I had been complemented earlier on in the day about my writing. Dana had told me that I did it wonderfully. My first reaction is disbelief, but that was my self-esteem talking. I respected her opinion and it made me feel good. Just the other day I had met an old English teacher of mine from high school. She had mentioned that a novel she had written was to be published soon. I told her of my journal exploits, mainly in the hopes that she would invite me to send them to her so she could see how my writing had come since the 7th grade. Nothing. Someone else had told me, of the first paragraph of my first entry ever, that it was one of the best first paragraph's she'd ever read and that it seemed as though it were the beginning of a novel. And to expand upon that...she's right, it was the beginning of something. Perhaps a novel, a short memoir....a journey even. One I bring each of you along with. Some of you have lived through the event in these entries and some of you have witnessed them and some of you perhaps only know me through these entries.
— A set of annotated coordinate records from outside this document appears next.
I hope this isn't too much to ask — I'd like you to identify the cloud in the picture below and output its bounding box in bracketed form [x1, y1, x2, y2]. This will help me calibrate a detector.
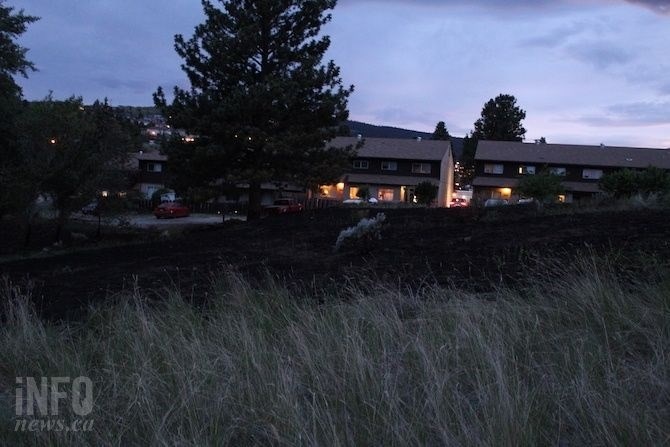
[580, 101, 670, 127]
[626, 0, 670, 15]
[566, 41, 635, 70]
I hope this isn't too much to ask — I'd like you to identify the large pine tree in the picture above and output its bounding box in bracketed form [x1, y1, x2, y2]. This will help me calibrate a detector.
[474, 94, 526, 141]
[154, 0, 353, 218]
[0, 0, 38, 217]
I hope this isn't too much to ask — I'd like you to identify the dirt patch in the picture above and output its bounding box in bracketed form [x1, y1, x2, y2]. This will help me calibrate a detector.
[0, 207, 670, 316]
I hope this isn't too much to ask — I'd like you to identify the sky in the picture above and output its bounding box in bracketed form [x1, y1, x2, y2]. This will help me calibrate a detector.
[10, 0, 670, 148]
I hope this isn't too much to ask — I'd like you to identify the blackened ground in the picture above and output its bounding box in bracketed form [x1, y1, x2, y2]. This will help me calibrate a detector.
[0, 206, 670, 317]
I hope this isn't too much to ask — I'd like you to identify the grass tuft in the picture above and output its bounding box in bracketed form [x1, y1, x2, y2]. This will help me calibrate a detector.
[0, 256, 670, 446]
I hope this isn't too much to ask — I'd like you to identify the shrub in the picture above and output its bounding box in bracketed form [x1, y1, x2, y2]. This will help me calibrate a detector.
[335, 213, 386, 251]
[356, 186, 370, 200]
[414, 182, 438, 205]
[600, 166, 670, 198]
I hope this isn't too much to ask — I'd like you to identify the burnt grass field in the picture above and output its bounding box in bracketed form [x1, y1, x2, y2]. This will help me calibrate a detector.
[0, 206, 670, 318]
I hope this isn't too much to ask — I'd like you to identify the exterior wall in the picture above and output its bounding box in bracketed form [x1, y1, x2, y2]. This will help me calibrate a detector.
[344, 154, 454, 207]
[474, 160, 618, 203]
[347, 158, 441, 183]
[475, 160, 617, 184]
[137, 183, 165, 199]
[137, 160, 167, 187]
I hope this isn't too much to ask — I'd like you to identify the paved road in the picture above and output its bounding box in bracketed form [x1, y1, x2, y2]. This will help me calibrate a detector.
[72, 213, 246, 228]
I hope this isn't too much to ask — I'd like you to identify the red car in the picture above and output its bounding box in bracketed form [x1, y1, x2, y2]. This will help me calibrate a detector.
[265, 199, 305, 214]
[154, 202, 191, 219]
[450, 197, 468, 208]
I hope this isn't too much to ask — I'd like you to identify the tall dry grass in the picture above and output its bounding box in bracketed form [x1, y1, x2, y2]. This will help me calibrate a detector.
[0, 257, 670, 446]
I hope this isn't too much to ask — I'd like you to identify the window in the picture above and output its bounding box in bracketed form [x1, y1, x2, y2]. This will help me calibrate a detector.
[519, 165, 535, 175]
[147, 163, 163, 172]
[382, 161, 398, 171]
[412, 163, 430, 174]
[377, 188, 394, 202]
[582, 169, 603, 180]
[484, 163, 503, 174]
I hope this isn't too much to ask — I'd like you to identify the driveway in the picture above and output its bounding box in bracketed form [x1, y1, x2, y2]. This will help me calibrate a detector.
[71, 213, 246, 228]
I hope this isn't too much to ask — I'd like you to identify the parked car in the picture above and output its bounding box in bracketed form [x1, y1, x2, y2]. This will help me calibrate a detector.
[449, 197, 468, 208]
[154, 202, 191, 219]
[516, 197, 535, 205]
[484, 199, 509, 208]
[81, 200, 100, 216]
[265, 199, 305, 214]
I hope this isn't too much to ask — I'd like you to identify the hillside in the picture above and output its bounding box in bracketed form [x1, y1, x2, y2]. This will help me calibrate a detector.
[347, 121, 463, 160]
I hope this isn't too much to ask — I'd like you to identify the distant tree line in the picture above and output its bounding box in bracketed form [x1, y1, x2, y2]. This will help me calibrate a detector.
[0, 2, 139, 243]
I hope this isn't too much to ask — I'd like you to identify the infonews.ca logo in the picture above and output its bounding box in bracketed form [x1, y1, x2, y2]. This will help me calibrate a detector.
[14, 376, 93, 432]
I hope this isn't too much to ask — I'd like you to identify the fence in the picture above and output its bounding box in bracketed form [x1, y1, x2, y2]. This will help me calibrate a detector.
[137, 197, 342, 214]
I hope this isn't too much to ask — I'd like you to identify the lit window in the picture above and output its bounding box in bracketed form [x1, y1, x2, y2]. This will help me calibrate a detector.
[484, 163, 504, 174]
[382, 161, 398, 171]
[519, 166, 535, 175]
[377, 188, 394, 202]
[147, 163, 163, 172]
[412, 163, 431, 174]
[582, 169, 603, 180]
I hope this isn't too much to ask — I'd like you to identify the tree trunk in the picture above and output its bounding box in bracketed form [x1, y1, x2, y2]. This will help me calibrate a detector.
[247, 182, 262, 221]
[95, 214, 102, 239]
[56, 210, 66, 243]
[23, 212, 33, 248]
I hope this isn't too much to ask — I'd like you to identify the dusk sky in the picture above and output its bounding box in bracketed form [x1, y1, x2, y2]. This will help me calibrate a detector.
[10, 0, 670, 147]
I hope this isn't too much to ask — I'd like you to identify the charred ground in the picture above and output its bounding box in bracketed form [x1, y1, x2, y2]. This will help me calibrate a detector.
[0, 207, 670, 317]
I often wondered what an outsider to my life would think of these things. Would they find them interesting at all since they weren't involved what so ever with anything in them. It's an experiment I may try one day. Depending on how that is received, I may even consider publishing them. I don't know on that yet though. This is still kind of personal to me, but since I am sending these out to people, I guess it isn't all that personal. So to have them published wouldn't really bother me. The only question that remains is if there's anyone out there who would bother reading them. Anyway, that pathway is a very long way down the road. Something I will continue to think about for some time now. Along with everything else that goes through my head on a day to day basis.
As he sat at his desk, his mind still wandering, he began to fall asleep. It could have been the music, or maybe he was just tired, but whatever the case, he finally decided to end his writings for the night. Unsatisfied with the outcome, he felt that it was enough for one night, especially when he went into it without anything to write about.